In the meantime, read his book.

6 Responses

  1. I’ve been giving 10% to the School of St Jude in Tanzania for a few years now. It has scaled up from 3 students in 2001 to 1300 kids in 2009. I wonder how far it can go?

    A good project attracts support to put down roots and grow.

    I tend to lean towards education projects too… I hadn’t thought of the innovation benefit, but I think that education can bring about systemic change, whereas health interventions don’t seem to do that, instead they can help prop up the dysfunctional status quo. Catherine Hamlin has spent her life running the fistula hospital in Addis Abbaba – she gets just as many patients today as she did 50 years ago.

    In 50 years time, Gemma Sisia will see the 1,000s of children she has educated, and the 10,000s they have educated, and the 100,000s they have educated.

    And, finally, even if we give our 1% or 10%, this is just a crumb compared with the Catherines and Gemmas who give their whole lives.

    It seems a bit theoretical to worry about scalability when the inputs are so meagre that they barely support small initiatives that barely dent the problem.

  2. Sorry Chris! I wouldn’t have ballparked an assistant professor’s annual income at $531k+ until I read your interpretation of Singer’s pledge as being 10%+, and then I was quite impressed. Singer proposes a system of progressive tithing. For most of the planet’s inhabitants, who make between $0 and $105k USD annually, the target is between 1% and 5%. Without doing any calculations at all it’s still possible to see that Singer’s target could not be 10% for anyone making less than $383k. Your 10% statement intrigued me, so I did the calculation and identified the 10% point as being $531k, so that’s where I deduced that you set your standard for your blog readers.

    Would it have been more charitable of me to guess that you are an economist who’s bad at math, or a professor who doesn’t read carefully?

    Sorry, I should learn to identify errors more politely.
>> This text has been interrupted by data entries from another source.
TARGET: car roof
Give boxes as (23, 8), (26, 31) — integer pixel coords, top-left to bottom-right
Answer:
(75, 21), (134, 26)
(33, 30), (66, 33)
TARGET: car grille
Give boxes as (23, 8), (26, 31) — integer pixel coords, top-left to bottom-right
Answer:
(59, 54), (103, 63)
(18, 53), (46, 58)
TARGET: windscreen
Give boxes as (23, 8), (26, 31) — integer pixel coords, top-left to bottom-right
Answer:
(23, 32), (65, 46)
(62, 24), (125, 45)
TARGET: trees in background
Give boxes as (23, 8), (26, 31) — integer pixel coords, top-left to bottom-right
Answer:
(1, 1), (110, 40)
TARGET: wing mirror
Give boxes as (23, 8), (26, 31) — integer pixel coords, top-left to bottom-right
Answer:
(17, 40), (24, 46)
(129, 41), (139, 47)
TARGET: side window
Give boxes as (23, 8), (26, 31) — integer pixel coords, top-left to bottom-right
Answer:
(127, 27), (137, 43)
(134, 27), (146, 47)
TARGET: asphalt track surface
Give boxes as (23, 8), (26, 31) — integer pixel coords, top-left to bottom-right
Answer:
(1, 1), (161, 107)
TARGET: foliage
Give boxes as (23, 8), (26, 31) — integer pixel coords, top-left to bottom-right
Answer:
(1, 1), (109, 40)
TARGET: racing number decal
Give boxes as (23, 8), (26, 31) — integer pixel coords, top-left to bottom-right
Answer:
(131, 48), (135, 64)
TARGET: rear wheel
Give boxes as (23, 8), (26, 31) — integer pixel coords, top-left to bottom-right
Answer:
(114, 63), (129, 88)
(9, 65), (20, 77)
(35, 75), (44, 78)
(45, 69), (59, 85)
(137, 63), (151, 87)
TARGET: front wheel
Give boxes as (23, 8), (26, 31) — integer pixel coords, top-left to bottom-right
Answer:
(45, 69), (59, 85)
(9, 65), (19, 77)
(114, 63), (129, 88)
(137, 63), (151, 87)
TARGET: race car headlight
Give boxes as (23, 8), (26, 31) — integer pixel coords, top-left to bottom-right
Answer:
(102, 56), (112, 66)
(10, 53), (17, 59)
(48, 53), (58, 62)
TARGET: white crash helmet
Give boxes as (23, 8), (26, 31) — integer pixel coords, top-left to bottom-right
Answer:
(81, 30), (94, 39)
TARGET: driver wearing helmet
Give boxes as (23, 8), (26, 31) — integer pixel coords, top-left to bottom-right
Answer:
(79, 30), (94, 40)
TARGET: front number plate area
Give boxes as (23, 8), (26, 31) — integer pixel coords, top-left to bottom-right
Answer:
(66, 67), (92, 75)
I suppose I was bridling at what I read as your assumption that I bring in half a million a year, which I don’t. (I have, however, been meeting Singer’s target ever since I started working for a company who made payroll deductions for me, which started happening when I was making $26k CAD.)

    Happy new year!

  3. You describe Singer’s pledge as “to give a minimum of 10 percent a year to the poorest.” Actually, that’s only true if your annual income is over $531,000. Are you working on the assumption that this is how much your readers make? That Singer’s readers make? I’m guessing that must be how much you make, and that you’re assuming that everybody’s like you.

    Not true, actually.

    An accurate statement of the pledge would be “to give a minimum of 1 percent a year to the poorest.” Which implies that even the very poorest of the poor, wherever they are, are able to share 1% of the nothing that they have. An implication that, if true, should shame the rest of us who live on more than a dollar a year.

  4. Out of curiosity, why not microfinance? Lack of impressive RCTs? Access to other sources of capital?

    I do agree that investment-oriented donations (now there’s a phrase) would be better directed to SME or even traditional VC than microfinance, though.

    Happy Christmas,

    Rachel

    1. I’m just tired of microfinance, microenterprises, smallholder farms, etc. Micro, small, micro, micro, small. The grants and loans are spent on consumables or invested in relatively unproductive activities. This looks more like a short term humanitarian intervention, and not a development strategy.